MSCI's broadest index of Asia-Pacific shares outside Japan dipped 0.1 percent. It had ended last week with gains of 1.45 percent, though that merely recovered ground lost during the previous two weeks.

Tokyo's Nikkei share average inched up 0.1 percent on Monday after ending last week flat. Japanese data showed the third-largest trade deficit on record as imports rose even faster than exports.

Australia's S&P/ASX 200 index firmed 0.2 percent, while Korean shares eased 0.3 percent. Stocks in Shanghai were off 0.25 percent, still consolidating after a trading error last Friday caused wild swings.

Crucial later in the week will be an early reading on Chinese manufacturing from HSBC. Recent data suggested the economy might be stabilising and any improvement in the purchasing manager index will be welcomed by Asian investors.

Emerging currencies continued to struggle after India's rupee touched a record low beyond 62 per dollar, bringing its year-to-date losses to 11 percent. The Indonesian rupiah also tumbled to a four-year trough.

The Reserve Bank of India has tried to restrict how much Indian residents and companies can invest abroad, but that only raised fears of outright capital controls that would further undermine the confidence of foreign investors.

The Philippines suspended trading in the stock, foreign currency and debt markets on Monday due to heavy rains and flooding in some parts of Manila.



The U.S. dollar gave up early, modest gains to stand at $1.3333 per euro, against $1.3332 late in New York on Friday. Against the yen it pulled back to 97.50, while the dollar index went flat at 81.269.

The dollar has been in gradual decline for the past six weeks so, in part on concerns the prospect of Fed tapering would scare foreign investors out of U.S. bonds.

Figures out last week showed China and Japan -- the two largest foreign holders of U.S. debt -- were at the forefront of a $66 billion exodus from long-term U.S. Treasuries in June, dumping a net $40 billion.

Still, at some point yields should reach levels that are attractive to investors once more.

"We continue to believe that tapering will begin at the September meeting and, hence, support the USD, especially against high-yielding currencies," analysts at Barclays said in a note.

They added, however, there was a chance the Fed may have begun discussing lowering its threshold rate for unemployment as a way to convince investors that rates will remain near zero for a long time to come.

"Any discussion in this regard is likely to be viewed as a dovish surprise by the market and lead to a near-term rally in the belly of the Treasury curve," said Barclays.
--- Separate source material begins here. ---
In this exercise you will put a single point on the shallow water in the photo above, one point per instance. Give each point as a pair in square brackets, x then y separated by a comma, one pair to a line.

The dollar would also be vulnerable in such an event.

The Dow Jones industrial average dipped on Friday to end the week 2.2 percent lower. The Standard & Poor's 500 Index followed to shed 2.1 percent for the week.

Europe's broad FTSE Eurofirst 300 index fared better to end last week a fraction firmer. Euro zone bond markets also outperformed their U.S. cousins, thanks in part to expectations the European Central Bank will keep policy super-loose for some time to come despite hints of economic recovery.
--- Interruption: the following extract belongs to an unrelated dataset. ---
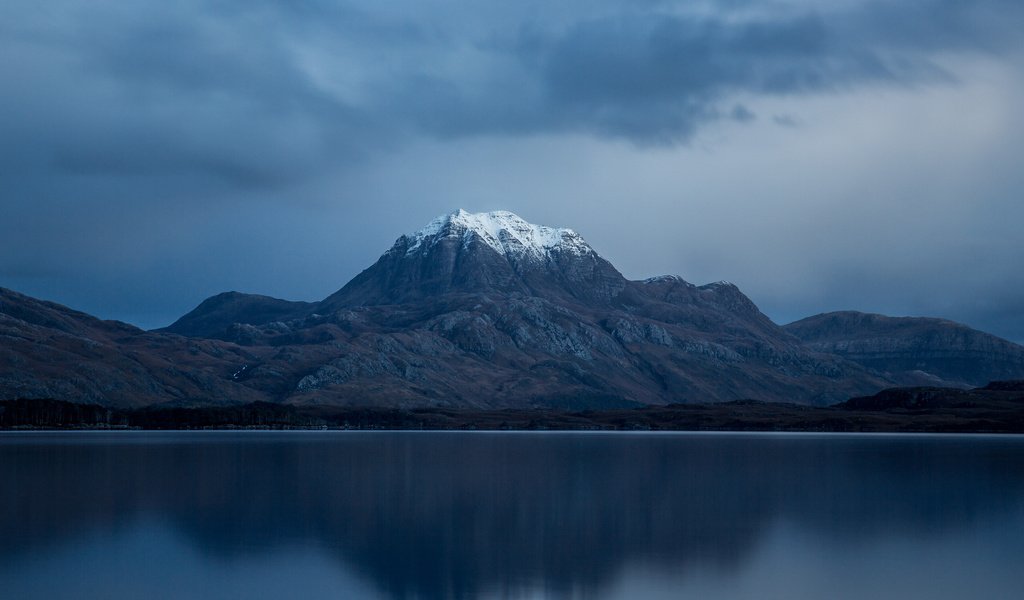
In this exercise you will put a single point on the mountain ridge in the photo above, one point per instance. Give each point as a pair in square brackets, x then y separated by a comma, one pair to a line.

Hopes for a pick-up in growth globally has also supported commodities recently, with copper holding at $7,372 a tonne after hitting a 10-week peak of $7,420 on Friday.

Gold and platinum have gained as well, though they could be threatened if the Fed does wind down its stimulus. Gold made a fresh two-month high of $1,384.10 an ounce. Platinum and palladium were also near two-month highs.

Oil futures shrugged aside early losses to sneak higher, having recorded their the biggest weekly percentage gain in six weeks as turmoil in Egypt and Libya stoked worries about supply.

Brent crude futures for October were up 13 cents at $110.53 a barrel. U.S. oil for September added 3 cents to $107.43.